U.S. Treasury Department official Brian Nelson said the action aimed to disrupt “those who seek to exploit Guyana’s underdeveloped gold sector for personal gain.”
The sanctions were enforced by the Office of Foreign Assets Control (OFAC), which is part of the U.S. Department of the Treasury, and is the body responsible for applying economic and trade sanctions. It blocks U.S. companies from doing business with sanctioned parties.
The Treasury designation did not mention Exxon or its shore base contract.
Exxon said its contract is with a consortium of businesses of which Mohamed Enterprise has not been a part of since last year.
“ExxonMobil complies with all applicable laws and regulations where we operate,” it said in a statement. “Any assertion to the contrary is ridiculous.”
Guyana’s government said on Tuesday it was seeking additional information from the United States about the sanctions, and had put Thomas on leave.
The Mohameds did not immediately reply to request for comments, but have previously denied any wrongdoing.
US PROBE
U.S. government officials had warned Exxon in late 2021 and early 2022 to avoid doing business with the Mohameds as they faced U.S. investigations into money laundering, drug trafficking and gold smuggling, Reuters reported last year, citing five people with knowledge of the matter.
The Texas-based oil giant nonetheless announced a deal in April 2022 to award the contract for the logistics base to a consortium that included the two Guyanese businessmen.
The Mohameds exited the consortium in October 2023.

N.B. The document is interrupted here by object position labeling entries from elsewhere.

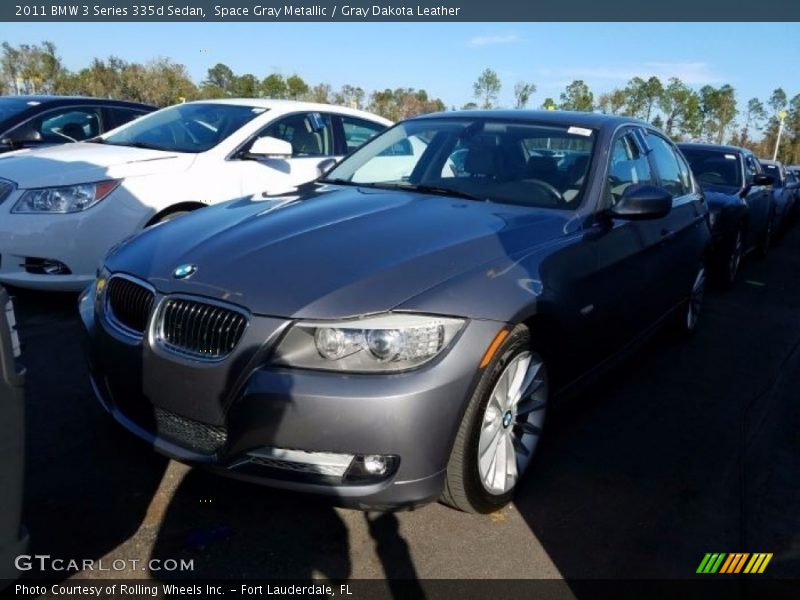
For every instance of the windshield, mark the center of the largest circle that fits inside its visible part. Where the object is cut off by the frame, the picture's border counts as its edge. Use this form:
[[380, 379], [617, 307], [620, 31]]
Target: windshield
[[714, 167], [482, 158], [11, 106], [184, 127]]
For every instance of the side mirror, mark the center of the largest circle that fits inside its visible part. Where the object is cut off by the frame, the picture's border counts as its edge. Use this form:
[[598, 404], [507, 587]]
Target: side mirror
[[325, 166], [270, 147], [640, 202], [763, 179], [19, 137]]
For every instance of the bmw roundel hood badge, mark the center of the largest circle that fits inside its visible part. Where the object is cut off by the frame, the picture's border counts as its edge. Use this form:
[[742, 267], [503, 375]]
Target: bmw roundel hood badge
[[184, 271]]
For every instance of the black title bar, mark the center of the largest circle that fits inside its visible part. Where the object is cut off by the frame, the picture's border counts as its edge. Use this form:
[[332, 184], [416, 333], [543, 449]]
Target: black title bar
[[383, 10]]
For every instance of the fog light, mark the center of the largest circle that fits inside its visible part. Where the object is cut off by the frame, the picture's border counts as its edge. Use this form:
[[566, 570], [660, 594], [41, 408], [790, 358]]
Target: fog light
[[45, 266], [371, 467], [375, 464]]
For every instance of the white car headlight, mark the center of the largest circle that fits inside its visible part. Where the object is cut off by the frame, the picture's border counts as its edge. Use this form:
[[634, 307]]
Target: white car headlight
[[390, 342], [64, 199]]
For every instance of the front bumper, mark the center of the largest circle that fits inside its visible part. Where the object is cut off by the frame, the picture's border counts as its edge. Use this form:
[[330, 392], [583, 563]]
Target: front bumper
[[412, 416], [78, 240]]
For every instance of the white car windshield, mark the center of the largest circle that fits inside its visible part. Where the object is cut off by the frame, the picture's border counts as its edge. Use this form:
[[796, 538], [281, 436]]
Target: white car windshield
[[194, 127], [498, 160]]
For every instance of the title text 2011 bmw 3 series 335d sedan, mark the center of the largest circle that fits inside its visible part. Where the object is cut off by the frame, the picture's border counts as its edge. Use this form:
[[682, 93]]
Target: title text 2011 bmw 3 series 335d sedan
[[394, 332]]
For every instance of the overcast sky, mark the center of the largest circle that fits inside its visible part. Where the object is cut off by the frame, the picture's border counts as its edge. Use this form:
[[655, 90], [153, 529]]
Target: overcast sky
[[445, 59]]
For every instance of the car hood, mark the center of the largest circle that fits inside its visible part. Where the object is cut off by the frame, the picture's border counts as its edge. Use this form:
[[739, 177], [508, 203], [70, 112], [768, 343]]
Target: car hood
[[85, 162], [334, 251]]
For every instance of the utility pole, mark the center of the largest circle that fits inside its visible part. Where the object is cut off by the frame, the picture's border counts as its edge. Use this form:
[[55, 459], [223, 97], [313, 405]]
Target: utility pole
[[782, 117]]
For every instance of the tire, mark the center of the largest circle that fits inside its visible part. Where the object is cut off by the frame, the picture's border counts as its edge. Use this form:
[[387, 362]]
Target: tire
[[494, 425], [766, 241], [732, 261], [687, 318]]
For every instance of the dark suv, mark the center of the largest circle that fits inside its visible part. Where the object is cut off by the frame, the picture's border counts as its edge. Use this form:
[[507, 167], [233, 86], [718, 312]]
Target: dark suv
[[739, 197]]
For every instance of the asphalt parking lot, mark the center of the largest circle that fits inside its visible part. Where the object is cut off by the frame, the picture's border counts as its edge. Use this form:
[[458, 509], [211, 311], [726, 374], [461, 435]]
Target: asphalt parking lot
[[686, 449]]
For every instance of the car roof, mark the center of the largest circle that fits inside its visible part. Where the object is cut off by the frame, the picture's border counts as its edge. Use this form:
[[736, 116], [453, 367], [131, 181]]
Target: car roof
[[294, 105], [557, 117], [42, 99], [717, 147]]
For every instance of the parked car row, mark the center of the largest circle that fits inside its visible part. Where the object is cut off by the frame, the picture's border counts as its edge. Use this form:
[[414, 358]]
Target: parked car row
[[387, 329], [749, 201]]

The decision to leave the contract was voluntary and exclusively made by the Mohameds and their two Guyanese partners in the Vreed-en-Hoop Shore Base Inc (VESHI), the entity uniting the three Guyanese parties, NRG Holdings, said in October.
VESHI and NRG declined to comment. NRG said the shorebase, designed to support Exxon’s offshore activities, should be inaugurated by the end of the year. The base was initially set to open last year.
U.S. individuals and companies are prohibited from doing business with individuals and entities on Treasury’s sanctions list, and must perform due diligence to ensure their customers, suppliers and partners are not listed parties.
Violating the sanctions can result in fines and criminal charges.
Between 2019 and 2023, Mohamed’s Enterprise omitted more than 10 thousand kilograms of gold from import and export declarations and avoided paying more than $50 million in duty taxes to the Government of Guyana, the U.S. Treasury said.
The U.S. said that Azruddin and Mohamed’s Enterprise had engaged in extensive bribery schemes involving government officials in Guyana. This includes providing direct and recurring bribery payments to Guyanese government officials to ensure favorable treatment, including award of government contracts, according to sanctions.
Mohamed’s Enterprise had mostly focused on gold mining and foreign currency exchange before expanding into the oil business in recent years and securing a part in the lucrative deal with Exxon.